Zwei Jungen, die den Sturz nicht gesehen hatten, liefen noch immer lachend über den Hof, und ihre Stimmen klangen so sonderbar und gemein. Die Mädchen standen aber zitternd vor Schreck und stumm da und glotzten das Kind an, das so unerwartet ihnen vor die Füße gefallen war. Es war noch hell, auf dem Hofe lag der blasse Widerschein der Sonnenstrahlen, die sich in den Fenstern der oberen Stockwerke spiegelten, – und das Blut rieselte langsam unter den blonden Haaren des Mädchens hervor und vermischte sich mit dem Staub und dem Kehricht.

Eines der Mädchen, das sehr schwach und zerbrechlich schien, schlug plötzlich die kleinen Händchen über dem Kopf zusammen und stieß einen durchdringenden Schrei ohne Worte aus. Sein Gesicht war rot und verzerrt, und kleine Tränentropfen spritzten aus den zusammengekniffenen Augen hervor und flossen über die schmalen Wangen. Unaufhörlich schreiend, die Arme vorstreckend, wich es, von Angst gepackt, zur Seite. Es stieß auf Mitja, taumelte zurück und lief schreiend und weinend weiter.

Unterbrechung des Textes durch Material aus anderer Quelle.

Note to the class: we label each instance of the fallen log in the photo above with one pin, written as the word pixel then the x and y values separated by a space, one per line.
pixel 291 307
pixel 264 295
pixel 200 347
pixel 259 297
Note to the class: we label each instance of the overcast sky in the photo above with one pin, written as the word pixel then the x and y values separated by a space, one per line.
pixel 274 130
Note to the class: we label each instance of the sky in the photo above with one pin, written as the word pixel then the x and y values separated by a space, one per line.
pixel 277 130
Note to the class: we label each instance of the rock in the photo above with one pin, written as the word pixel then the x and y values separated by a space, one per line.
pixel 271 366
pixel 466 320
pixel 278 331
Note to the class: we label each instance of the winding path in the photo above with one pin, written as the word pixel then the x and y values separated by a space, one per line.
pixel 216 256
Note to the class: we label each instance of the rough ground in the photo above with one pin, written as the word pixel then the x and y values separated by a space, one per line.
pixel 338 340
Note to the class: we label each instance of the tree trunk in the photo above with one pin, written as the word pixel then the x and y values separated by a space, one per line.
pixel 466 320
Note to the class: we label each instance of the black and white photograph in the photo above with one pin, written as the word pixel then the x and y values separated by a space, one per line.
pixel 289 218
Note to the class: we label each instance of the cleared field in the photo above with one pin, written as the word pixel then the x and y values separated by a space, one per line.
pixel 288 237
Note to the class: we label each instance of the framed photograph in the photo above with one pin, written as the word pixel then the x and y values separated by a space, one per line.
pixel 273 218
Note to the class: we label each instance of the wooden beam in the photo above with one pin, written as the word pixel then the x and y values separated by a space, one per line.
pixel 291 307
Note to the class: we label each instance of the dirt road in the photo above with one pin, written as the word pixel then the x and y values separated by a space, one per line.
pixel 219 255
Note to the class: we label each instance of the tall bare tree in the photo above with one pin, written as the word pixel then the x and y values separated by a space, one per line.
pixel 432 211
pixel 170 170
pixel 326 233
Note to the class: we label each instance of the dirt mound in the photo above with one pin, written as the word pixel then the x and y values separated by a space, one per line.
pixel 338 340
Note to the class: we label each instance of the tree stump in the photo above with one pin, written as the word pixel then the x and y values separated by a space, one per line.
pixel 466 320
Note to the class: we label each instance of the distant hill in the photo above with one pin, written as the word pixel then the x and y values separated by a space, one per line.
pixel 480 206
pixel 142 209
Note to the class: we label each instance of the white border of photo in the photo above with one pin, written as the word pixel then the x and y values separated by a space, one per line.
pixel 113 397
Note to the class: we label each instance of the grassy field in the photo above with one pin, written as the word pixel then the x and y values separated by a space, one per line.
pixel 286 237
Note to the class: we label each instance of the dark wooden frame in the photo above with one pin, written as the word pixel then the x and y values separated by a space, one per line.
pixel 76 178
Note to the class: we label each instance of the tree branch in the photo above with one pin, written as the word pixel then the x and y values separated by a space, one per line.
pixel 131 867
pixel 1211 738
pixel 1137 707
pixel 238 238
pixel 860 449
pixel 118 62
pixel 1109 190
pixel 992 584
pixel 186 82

Jemand begann leise und scheu zu wimmern. Die Jungen, die eben noch gespielt hatten, standen neben Mitja und blickten das verunglückte Kind mit stumpfer Neugier an. In einem der Fenster erschien eine dicke Frau mit weißer Schürze und begann schnell und aufgeregt zu sprechen. Auch aus den anderen Fenstern blickten die Leute heraus. Der Hausmeistersgehilfe, ein Bursche mit weißem Gesicht, in roter gestrickter Jacke, kam langsam und gleichgültig herbei, blickte das Mädchen mit seinen großen leeren Augen an, stützte sich mit beiden Händen auf den Besen und ließ seine Blicke über die Fensterreihen schweifen. Als er den Kopf langsam hebend, mit dem Blick die obere Fensterreihe erreicht hatte, huschte über sein aufgedunsenes Gesicht der trübe Ausdruck irgendeiner unklaren Empfindung.

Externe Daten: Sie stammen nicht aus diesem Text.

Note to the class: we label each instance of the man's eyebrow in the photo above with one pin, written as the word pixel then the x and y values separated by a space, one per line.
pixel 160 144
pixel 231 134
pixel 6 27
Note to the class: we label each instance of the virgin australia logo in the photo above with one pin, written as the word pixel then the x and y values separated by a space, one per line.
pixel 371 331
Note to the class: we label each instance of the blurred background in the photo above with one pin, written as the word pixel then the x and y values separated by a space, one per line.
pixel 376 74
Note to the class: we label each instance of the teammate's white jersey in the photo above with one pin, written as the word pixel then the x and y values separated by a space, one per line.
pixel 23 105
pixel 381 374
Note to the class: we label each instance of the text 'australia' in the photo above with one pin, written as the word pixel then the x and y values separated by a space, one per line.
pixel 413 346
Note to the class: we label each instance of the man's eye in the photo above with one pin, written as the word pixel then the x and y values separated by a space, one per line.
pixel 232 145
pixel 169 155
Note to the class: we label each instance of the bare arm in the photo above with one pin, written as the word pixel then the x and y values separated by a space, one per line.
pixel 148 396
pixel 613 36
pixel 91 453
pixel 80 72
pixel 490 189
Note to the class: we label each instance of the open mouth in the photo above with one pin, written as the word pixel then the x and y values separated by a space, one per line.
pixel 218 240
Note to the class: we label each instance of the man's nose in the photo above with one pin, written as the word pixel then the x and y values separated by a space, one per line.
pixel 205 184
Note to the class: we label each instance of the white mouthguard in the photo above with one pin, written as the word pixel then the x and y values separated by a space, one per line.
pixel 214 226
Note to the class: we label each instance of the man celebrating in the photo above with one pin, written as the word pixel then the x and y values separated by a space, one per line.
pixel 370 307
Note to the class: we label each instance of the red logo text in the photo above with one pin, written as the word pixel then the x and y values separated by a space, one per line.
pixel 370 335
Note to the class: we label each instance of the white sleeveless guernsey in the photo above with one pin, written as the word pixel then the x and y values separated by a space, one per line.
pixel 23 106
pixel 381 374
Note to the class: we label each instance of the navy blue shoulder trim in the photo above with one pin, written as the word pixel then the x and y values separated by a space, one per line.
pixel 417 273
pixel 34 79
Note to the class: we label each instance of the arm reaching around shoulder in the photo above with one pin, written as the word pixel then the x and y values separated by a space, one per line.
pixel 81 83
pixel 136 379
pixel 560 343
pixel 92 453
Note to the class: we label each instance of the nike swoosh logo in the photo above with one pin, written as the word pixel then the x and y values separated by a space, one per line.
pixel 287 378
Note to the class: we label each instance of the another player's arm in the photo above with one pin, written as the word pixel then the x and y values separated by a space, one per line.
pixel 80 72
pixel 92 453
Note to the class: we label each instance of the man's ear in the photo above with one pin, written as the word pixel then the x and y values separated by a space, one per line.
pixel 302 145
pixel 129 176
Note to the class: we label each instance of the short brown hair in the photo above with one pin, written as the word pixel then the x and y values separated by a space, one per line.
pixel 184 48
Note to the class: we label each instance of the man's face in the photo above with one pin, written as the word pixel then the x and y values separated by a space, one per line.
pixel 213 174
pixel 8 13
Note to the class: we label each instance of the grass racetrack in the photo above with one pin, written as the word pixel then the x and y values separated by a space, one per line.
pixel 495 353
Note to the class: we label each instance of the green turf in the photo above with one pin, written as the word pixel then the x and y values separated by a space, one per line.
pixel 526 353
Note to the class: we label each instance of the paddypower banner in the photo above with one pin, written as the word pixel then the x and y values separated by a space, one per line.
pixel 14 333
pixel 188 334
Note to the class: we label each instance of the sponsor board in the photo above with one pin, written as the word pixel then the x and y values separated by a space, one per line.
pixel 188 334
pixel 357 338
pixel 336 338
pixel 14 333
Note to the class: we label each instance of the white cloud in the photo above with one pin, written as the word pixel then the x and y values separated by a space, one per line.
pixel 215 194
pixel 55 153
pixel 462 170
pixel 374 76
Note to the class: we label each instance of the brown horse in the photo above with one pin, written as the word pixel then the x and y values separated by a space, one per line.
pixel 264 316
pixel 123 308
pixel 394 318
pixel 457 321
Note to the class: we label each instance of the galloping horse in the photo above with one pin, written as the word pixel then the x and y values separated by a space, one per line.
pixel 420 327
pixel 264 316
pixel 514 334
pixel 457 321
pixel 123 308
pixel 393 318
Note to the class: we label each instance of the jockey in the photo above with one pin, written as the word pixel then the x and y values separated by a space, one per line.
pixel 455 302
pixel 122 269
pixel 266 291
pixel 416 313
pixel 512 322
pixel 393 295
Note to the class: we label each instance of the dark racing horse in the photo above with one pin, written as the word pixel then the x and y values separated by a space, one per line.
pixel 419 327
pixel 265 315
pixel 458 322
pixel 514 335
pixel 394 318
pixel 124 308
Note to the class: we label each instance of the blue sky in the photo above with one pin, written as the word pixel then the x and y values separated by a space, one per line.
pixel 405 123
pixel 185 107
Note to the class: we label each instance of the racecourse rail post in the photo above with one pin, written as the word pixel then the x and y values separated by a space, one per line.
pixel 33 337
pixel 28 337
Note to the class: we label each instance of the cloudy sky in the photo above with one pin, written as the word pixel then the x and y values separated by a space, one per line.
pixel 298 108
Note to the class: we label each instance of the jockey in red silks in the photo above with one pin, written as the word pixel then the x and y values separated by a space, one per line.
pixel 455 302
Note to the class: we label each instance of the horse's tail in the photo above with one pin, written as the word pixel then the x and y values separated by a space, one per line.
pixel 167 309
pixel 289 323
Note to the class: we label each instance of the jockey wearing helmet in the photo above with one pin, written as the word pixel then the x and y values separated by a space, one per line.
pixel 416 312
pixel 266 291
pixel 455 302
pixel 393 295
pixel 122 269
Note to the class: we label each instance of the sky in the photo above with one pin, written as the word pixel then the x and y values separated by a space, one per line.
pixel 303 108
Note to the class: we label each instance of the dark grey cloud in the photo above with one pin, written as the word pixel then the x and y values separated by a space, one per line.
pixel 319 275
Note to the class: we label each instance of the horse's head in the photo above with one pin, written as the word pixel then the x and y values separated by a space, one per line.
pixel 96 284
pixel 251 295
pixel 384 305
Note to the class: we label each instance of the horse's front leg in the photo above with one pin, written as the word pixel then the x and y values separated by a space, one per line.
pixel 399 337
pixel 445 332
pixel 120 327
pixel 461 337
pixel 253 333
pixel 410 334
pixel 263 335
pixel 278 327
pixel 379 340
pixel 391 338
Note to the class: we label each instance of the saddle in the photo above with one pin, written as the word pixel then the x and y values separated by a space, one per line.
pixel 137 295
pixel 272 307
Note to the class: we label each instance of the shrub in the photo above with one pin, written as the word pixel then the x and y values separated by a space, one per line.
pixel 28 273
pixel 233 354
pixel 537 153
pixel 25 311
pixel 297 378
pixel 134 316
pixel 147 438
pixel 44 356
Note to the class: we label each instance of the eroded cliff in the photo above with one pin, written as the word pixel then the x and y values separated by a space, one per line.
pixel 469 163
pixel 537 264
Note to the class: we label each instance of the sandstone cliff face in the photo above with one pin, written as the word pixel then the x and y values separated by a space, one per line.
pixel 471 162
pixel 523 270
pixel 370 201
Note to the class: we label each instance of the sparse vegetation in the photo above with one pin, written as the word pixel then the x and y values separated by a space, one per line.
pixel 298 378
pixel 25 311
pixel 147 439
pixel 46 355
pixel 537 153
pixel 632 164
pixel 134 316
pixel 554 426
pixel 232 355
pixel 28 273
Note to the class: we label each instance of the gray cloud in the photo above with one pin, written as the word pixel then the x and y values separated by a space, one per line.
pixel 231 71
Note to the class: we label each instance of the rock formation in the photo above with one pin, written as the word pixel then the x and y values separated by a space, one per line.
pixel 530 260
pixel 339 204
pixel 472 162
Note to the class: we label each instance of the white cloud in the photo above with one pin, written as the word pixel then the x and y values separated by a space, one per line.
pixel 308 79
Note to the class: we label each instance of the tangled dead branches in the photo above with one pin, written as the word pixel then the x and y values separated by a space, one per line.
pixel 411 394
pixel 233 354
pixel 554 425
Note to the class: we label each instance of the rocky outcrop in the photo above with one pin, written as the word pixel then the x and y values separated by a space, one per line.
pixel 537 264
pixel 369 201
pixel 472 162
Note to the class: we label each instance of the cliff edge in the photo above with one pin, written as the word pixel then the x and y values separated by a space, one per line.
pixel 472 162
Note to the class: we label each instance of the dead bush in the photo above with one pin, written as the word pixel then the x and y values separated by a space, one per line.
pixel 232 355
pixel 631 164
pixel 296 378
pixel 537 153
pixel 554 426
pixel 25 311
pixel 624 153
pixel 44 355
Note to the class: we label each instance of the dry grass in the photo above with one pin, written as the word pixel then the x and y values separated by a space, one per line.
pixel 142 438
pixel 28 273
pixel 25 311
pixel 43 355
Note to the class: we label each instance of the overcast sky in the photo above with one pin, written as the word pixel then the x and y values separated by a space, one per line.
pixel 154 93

Um das Kind herum sammelten sich schon schreiende Leute. Ein Handwerker in Hausschuhen, mit einem Riemen um die Stirne, fuchtelte mit den Händen und schrie:

»Einen Schutzmann her!«

»Diese Sünde, dieses Unglück!« jammerte ein kleines Großmütterchen, über seine Schulter blickend.

»Die Mutter hat nicht acht gegeben!« meinte irgendeine böse Frau mit grauem Kopftuch.

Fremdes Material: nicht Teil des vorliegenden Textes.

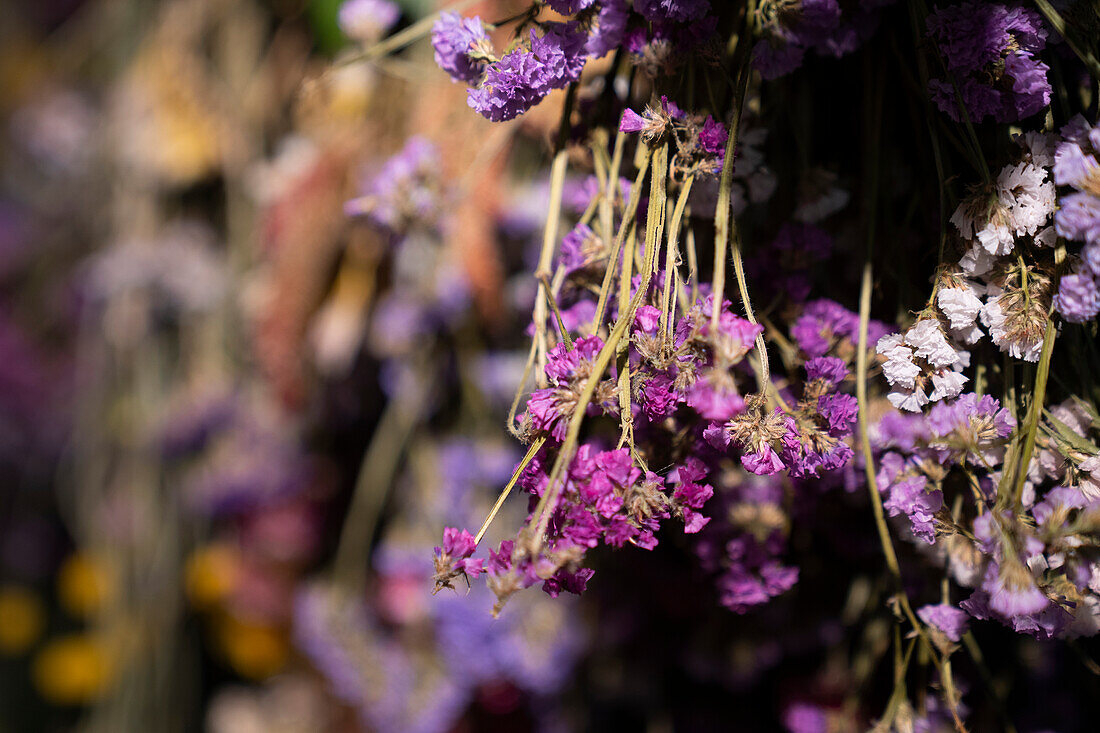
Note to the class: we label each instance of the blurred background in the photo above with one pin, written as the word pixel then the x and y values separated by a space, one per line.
pixel 217 384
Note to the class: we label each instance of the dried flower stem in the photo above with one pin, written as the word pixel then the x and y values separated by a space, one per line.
pixel 672 253
pixel 653 231
pixel 536 445
pixel 628 218
pixel 1034 411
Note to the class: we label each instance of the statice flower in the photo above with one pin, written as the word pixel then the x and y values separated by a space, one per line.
pixel 453 558
pixel 1016 321
pixel 909 493
pixel 461 46
pixel 1078 218
pixel 1020 204
pixel 959 301
pixel 746 543
pixel 367 20
pixel 991 53
pixel 945 617
pixel 679 11
pixel 608 29
pixel 605 499
pixel 550 408
pixel 405 192
pixel 826 327
pixel 524 76
pixel 569 7
pixel 970 425
pixel 806 440
pixel 921 358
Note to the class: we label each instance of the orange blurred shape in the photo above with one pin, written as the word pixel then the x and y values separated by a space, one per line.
pixel 85 583
pixel 22 619
pixel 211 575
pixel 253 651
pixel 73 669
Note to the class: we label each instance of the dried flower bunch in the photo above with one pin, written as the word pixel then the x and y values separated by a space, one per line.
pixel 396 365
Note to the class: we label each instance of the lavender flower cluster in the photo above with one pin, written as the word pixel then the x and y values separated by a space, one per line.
pixel 689 365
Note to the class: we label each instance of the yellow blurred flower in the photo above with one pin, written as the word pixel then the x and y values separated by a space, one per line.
pixel 72 669
pixel 254 651
pixel 22 619
pixel 211 573
pixel 84 584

Der Ober-Hausmeister in schwarzem Röckchen mit schwarzem Vollbart und vor Schreck blassem Gesicht kam langsam herbei.

»Lauf schnell hin!« sagte er zu seinem Gehilfen.

Der Bursche mit dem weißen Gesicht ging langsam auf das Tor zu.

»Man hat schon auf die Polizei geschickt!« flüsterte jemand hinter Mitjas Rücken.

»Was nützt's? Das Kind ist ja schon kaput!« sagte eine derbe Männerstimme.

Mitja staunte darüber, daß das Kind tot dalag, wie über etwas Unmögliches.

Plötzlich erklang von der Höhe ein wildes, immer anwachsendes Geheul. Es kam immer näher. Aus dem Hauseingang an der Ecke stürzte wild schreiend eine zerzauste, blasse Frau. Sie hielt die zitternden Arme vorgestreckt und fiel ungestüm über das tote Mädchen her.

»Rajetschka! Rajetschka!« schrie sie und fing an, mit den bebenden Lippen auf die Händchen des Kindes zu blasen. Als sie die Kälte dieser Händchen fühlte, fuhr sie zusammen, packte Rajetschka an den Schultern und versuchte sie in die Höhe zu heben. Rajetschkas Kopf fiel aber leblos zurück. Die Mutter schrie verzweifelt auf und wurde ebenso rot wie das kleine Mädchen vorhin.

»Die Mutter!« flüsterte das Großmütterchen hinter Mitjas Rücken.

Die Pflastersteine erzitterten, – auf der Straße fuhren Wagen mit Eisen vorbei. Mitja bekam plötzlich Angst und lief davon.